Rezerwowy Pafka

Tag: widzew remis

Bezsensowne jedenastki dały wyjazdowy remis Widzewowi. Łodzianie nie wygrali w Gdańsku od… 1986 roku, a mieli piłkę meczową!

Znów się nie udało. Ostatni raz w Gdańsku widzewiacy wygrali w 1986 roku (1:0 po bramce Leszczyka). Od tamtej pory osiem prób zakończyło się niepowodzeniem. Teraz była próba dziewiąta i… Tym razem Widzew zremisował 1:1 z Lechią. Po raz czwarty w sezonie, po raz drugi na wyjeździe. Stało się tak po rzutach karnych, spowodowanych beznadziejnym i nieodpowiedzialnym zachowaniem piłkarzy jednej i drugiej drużyny.

Trener Myśliwiec odwzorował skład ze zwycięskiego meczu z Piastem (jak mówi futbolowa mądrość: zwycięskiego składu się nie zmienia). Nawet na ławce nie było kontuzjowanego (uraz łydki) Hamulicia.

Widzew od początku meczu miał inicjatywę. Ba, po 9 minutach powinien prowadzić, ale Rondić główkował nad poprzeczką, choć dostał od Kerka piłkę na nos na piąty metr przed bramką.

Ta sytuacja obudziła gospodarzy, którzy starali się być groźniejsi. Widzew też się starał (po dograniu Shehu nad bramkę kopnął piłkę z 8 metrów Gong), ale na staraniach obu zespołów się kończyło.
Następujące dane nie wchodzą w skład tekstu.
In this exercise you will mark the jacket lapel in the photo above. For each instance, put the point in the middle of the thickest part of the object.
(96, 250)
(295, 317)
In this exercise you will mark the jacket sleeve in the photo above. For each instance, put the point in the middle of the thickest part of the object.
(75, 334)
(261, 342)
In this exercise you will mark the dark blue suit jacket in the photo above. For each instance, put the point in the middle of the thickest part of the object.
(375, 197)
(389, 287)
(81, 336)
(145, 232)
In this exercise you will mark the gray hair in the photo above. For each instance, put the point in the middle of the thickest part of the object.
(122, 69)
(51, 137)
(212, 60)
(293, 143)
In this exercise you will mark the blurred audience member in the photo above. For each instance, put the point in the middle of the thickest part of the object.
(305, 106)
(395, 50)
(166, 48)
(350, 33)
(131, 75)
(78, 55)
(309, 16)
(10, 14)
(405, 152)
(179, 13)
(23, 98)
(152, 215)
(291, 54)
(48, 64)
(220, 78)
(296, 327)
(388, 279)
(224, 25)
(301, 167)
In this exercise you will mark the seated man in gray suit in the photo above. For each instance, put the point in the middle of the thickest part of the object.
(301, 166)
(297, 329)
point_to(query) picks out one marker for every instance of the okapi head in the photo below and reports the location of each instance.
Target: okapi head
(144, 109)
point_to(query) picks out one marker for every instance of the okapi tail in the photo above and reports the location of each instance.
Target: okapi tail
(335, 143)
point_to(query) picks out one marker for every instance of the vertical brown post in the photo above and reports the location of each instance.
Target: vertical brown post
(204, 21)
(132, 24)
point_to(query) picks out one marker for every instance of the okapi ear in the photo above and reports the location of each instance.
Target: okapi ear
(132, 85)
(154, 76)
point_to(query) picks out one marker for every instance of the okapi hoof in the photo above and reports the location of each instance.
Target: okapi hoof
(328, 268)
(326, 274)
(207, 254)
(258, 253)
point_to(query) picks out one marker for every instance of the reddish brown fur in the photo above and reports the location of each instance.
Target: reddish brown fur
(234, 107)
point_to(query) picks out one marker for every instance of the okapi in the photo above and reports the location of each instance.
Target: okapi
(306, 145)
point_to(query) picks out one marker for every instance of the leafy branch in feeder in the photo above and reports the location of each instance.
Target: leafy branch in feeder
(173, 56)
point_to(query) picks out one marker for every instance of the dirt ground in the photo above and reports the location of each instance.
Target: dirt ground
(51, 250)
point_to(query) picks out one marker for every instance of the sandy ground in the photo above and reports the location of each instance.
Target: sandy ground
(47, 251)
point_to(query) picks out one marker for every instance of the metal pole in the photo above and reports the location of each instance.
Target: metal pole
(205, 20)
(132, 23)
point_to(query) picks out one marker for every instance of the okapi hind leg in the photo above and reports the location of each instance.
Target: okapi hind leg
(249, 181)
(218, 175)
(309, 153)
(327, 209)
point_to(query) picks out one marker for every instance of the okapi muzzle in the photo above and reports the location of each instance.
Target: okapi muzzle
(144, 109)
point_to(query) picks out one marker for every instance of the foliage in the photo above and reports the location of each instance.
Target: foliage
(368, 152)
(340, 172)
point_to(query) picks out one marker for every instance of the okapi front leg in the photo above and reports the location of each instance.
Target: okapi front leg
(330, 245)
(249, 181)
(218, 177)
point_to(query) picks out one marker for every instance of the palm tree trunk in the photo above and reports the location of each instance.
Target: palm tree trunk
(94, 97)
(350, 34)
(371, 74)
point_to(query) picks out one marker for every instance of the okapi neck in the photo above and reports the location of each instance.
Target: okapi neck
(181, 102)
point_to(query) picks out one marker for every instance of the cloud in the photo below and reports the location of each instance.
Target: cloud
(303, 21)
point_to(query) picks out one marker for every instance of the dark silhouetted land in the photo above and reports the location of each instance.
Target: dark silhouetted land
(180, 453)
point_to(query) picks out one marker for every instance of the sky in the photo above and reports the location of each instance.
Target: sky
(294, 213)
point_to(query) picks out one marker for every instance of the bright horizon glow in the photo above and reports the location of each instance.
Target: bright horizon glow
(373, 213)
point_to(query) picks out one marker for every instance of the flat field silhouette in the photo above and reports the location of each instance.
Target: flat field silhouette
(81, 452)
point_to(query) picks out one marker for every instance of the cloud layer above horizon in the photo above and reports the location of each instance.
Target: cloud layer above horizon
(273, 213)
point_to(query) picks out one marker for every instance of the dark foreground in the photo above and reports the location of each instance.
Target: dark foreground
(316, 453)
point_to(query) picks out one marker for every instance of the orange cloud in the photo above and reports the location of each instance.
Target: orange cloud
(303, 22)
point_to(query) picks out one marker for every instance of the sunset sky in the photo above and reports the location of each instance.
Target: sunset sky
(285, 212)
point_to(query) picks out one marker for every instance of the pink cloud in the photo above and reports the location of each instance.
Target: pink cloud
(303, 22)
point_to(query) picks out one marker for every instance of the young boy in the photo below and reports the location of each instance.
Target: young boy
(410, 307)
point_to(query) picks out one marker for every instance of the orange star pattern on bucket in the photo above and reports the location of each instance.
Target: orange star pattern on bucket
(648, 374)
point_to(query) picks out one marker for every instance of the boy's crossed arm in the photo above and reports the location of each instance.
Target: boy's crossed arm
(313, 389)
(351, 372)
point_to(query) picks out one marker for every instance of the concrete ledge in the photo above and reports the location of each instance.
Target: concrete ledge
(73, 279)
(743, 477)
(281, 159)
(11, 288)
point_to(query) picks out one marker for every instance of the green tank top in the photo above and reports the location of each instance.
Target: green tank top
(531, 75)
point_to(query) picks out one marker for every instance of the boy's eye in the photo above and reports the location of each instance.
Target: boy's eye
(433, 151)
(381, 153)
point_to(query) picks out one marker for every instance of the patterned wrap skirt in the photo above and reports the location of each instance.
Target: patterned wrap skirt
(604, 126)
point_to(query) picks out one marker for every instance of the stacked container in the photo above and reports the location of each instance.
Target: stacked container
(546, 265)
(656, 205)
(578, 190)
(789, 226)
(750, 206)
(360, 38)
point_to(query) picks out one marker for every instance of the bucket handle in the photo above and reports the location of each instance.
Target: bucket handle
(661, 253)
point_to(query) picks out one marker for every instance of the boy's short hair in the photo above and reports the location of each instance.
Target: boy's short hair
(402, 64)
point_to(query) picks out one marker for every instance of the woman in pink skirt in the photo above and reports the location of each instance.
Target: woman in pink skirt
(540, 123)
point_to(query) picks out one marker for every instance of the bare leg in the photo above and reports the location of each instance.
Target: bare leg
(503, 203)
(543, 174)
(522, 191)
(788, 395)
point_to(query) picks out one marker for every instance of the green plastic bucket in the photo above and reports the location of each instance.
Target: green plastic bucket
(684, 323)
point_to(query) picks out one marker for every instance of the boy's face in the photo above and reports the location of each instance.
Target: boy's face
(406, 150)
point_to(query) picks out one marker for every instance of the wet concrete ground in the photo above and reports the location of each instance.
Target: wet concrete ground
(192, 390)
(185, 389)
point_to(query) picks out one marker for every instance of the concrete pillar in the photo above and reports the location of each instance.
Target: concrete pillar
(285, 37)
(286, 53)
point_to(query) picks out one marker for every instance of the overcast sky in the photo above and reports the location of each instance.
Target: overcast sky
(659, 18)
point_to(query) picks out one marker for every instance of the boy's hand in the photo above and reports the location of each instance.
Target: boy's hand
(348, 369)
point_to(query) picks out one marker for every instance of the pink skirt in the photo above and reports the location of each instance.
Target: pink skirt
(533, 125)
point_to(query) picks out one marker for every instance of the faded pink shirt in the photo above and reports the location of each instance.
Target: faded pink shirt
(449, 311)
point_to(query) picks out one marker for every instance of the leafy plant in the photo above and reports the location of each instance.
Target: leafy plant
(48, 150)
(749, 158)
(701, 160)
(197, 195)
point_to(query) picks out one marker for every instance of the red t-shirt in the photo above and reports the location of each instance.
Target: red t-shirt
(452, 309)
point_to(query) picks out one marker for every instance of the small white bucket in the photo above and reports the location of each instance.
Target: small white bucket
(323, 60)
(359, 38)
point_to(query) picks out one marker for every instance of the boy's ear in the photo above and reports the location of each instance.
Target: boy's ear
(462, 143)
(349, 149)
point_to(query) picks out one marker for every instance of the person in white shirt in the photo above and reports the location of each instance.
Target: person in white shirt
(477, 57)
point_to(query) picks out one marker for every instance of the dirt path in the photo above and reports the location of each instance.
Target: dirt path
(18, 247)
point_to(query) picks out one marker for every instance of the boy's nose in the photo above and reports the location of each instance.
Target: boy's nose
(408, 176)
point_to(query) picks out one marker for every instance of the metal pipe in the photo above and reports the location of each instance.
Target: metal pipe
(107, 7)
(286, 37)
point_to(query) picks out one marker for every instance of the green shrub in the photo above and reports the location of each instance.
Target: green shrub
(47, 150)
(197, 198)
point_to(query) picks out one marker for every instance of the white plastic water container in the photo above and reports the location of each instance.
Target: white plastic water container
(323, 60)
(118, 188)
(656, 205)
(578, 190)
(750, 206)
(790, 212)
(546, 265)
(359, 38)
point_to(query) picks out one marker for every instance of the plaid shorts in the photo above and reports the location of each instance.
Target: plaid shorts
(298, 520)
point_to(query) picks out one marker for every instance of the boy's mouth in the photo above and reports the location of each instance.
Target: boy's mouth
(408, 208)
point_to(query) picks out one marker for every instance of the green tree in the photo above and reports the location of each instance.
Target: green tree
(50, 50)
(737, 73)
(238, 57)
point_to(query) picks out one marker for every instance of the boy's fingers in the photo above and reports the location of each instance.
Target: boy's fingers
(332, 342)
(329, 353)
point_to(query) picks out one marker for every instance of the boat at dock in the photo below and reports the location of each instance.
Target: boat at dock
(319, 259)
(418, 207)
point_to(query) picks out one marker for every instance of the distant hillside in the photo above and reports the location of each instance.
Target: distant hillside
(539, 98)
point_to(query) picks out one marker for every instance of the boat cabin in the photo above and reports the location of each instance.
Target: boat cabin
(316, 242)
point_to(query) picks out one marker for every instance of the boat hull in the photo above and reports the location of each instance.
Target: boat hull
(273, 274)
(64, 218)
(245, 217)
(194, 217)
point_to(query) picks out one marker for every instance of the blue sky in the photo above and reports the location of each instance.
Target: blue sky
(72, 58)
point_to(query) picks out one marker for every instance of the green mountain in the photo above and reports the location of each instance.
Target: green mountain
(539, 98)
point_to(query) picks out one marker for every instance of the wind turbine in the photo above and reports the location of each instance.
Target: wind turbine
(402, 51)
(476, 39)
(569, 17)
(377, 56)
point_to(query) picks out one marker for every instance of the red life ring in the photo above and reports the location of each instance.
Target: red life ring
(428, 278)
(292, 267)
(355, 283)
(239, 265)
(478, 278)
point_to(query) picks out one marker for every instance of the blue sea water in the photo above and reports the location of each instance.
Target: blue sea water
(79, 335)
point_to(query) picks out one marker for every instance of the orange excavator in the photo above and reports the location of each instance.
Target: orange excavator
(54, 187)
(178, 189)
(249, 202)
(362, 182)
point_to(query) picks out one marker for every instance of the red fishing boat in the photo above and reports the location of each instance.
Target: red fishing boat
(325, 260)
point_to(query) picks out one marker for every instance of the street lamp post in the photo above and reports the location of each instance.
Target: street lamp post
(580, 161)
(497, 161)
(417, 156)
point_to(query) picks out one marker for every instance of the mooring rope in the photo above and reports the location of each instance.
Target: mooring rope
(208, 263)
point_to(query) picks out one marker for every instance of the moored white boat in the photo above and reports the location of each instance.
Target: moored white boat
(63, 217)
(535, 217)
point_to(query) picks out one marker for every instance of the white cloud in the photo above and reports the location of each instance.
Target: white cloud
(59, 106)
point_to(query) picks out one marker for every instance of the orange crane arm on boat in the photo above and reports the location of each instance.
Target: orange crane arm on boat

Do czasu, gdy bezsensownie chciał się wykazać umiejętnościami Ibiza. Przegrał rywalizację z Sezonienką, który przejął piłkę i trafił w boczną siatkę. Lechia próbowała i się doczekała. Spóźniony i zaskoczony Alvarez faulował w polu karnym Vjunnyka w sytuacji, z której nic by nie wynikało, więc żal wyjątkowy. Jedenastkę wykorzystał Kapić, posyłając piłkę pod pachą Gikiewcza! Wyjazdowa niemoc i zarazem zmora obcych boisk Widzewa w pierwszej połowie wyszła na wierzch w całej pełni.

Trener Myśliwiec musiał się w przerwie przyznać do złego wyboru meczowej jedenastki, bo dokonał trzech zmian. Niech ktoś mi w Widzewie wytłumaczy, po co dawać kolejne szanse słabemu Gongowi. O jakiś beznadziejny zakład chodzi, czy o coś innego?

Zmiany, zmianami, a gdańszczanie szybko mogli praktycznie zamknąć mecz. Łodzianie pozwolili na to, żeby w dogodnej sytuacji znalazł się Vjunnyk. Napastnik strzelił z ostrego kąta obok Gikiewicza, ale na szczęście dla łodzian także obok słupka.

W odpowiedzi znów pokazał umiejętność dobrego wykonywania rzutów wolnych Kerk. Z około 23 metrów posłał piłkę precyzyjnie i mocno, ale na takiej wysokości, że bramkarz Weirauch mógł świetnie interweniować.

Kolejny atak łodzian przyniósł gola. W polu karnym przez Olssona był faulowany Rondić, który pewnie wykorzystał jedenastkę, myląc bramkarza. Olsson zagrał również bez sensu, podobnie jak wcześniej Alvarez.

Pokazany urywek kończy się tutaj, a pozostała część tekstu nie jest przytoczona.